Early interest before job parameters are carved in stone and sitting with a board, HR, recruiters or a combination thereof are often much more flexible and you can affect the evolution of the terms.

TIP #7 – Annette Richmond, Career Intelligence Resume Writing

Break Away from Chronological Resume Format and Tell the Story Behind Your Career ProgressionTake time to think about your career trajectory when writing your executive resume. Were you recruited by a competitor or former client? Were you promoted because you landed a big client or developed a process that was adopted company-wide? The story behind your promotion can make a difference. One of the reasons employers prefer reverse-chronological resumes is because they show a candidate’s career progression. But, once you’ve reached the executive level you need to show momentum.

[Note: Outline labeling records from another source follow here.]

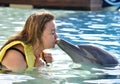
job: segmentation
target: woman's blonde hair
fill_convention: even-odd
[[[12,36],[6,44],[14,40],[23,41],[26,44],[41,45],[42,34],[47,22],[54,20],[55,17],[49,12],[34,13],[28,17],[22,31]],[[6,45],[5,44],[5,45]],[[4,45],[4,46],[5,46]],[[4,47],[3,46],[3,47]]]

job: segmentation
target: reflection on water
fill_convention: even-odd
[[[21,30],[26,18],[43,9],[0,8],[0,46],[8,36]],[[48,10],[55,14],[57,33],[75,45],[95,44],[120,59],[120,13]],[[61,14],[62,13],[62,14]],[[0,74],[6,84],[116,84],[120,83],[120,67],[98,67],[75,64],[58,46],[48,50],[54,62],[25,73]]]

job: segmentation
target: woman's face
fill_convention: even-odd
[[[42,35],[44,49],[54,48],[57,40],[55,21],[52,20],[45,25]]]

Let’s say you’ve been promoted 3 times since being recruited by your current employer. That’s great. But, being promoted based on your achievements is better. For example, after 2 years with ABC Company the manager of another department recruited you to come and work for her. She picked you to run the product merchandising team because she liked your work on an interdepartmental project. That’s more impressive than being promoted due to seniority.

TIP #8 – Sandra Ingemansen, Resume Strategies

Executive Summaries & Job Descriptions: Long Story Short-There’s a way to engage readers in your career story in half the time and make sure they remember about 34% more content.

Who wouldn’t want to make themselves more memorable to executive hiring decision makers, right? Here are some key takeaways that take human reading behavior into account:

• Write tighter to shorten lines of text.

• Compose compelling, well-written headline statements.

• Frontload your main points first, because readers do the same thing for body text.

• Use sub-headlines to categorize critical points into scannable information.

Basic Design Devices

• Increase white space so that readers aren’t hampered by clutter.

• Create simple navigational structures for both written and visual content.

• Change long paragraphed content to bulleted items.

• Bold important information. (NOTE: be strategic with your “to bold or not to bold” methodology; too much and your reader is faced with even more clutter.)

TIP #9 – Martin Weitzman, Executive Resume Writer

It’s Always About The Impact – In developing your resume, LinkedIn Profile, and other related career documents, it is always about ‘how much and your impact on the company.’  How much did you help them save, how much did you help them make, or what did you do to support your company’s cost or revenue goals? What issues was the company facing and what did you achieve in resolving those issues.  Potential employers want to believe you can help them. 

TIP #10 – Donna Svei, Avid Careerist

Vet Your Writer Carefully – It’s important that you respect the writer’s work. When you look at the writer’s samples, verify that the resume represents a real person. It’s much easier to write a good fictitious resume than a resume for a real person.

Don’t wait. The beginning of a new year is a perfect time to land the job you’ve been dreaming of and these tips should definitely get you on the right track.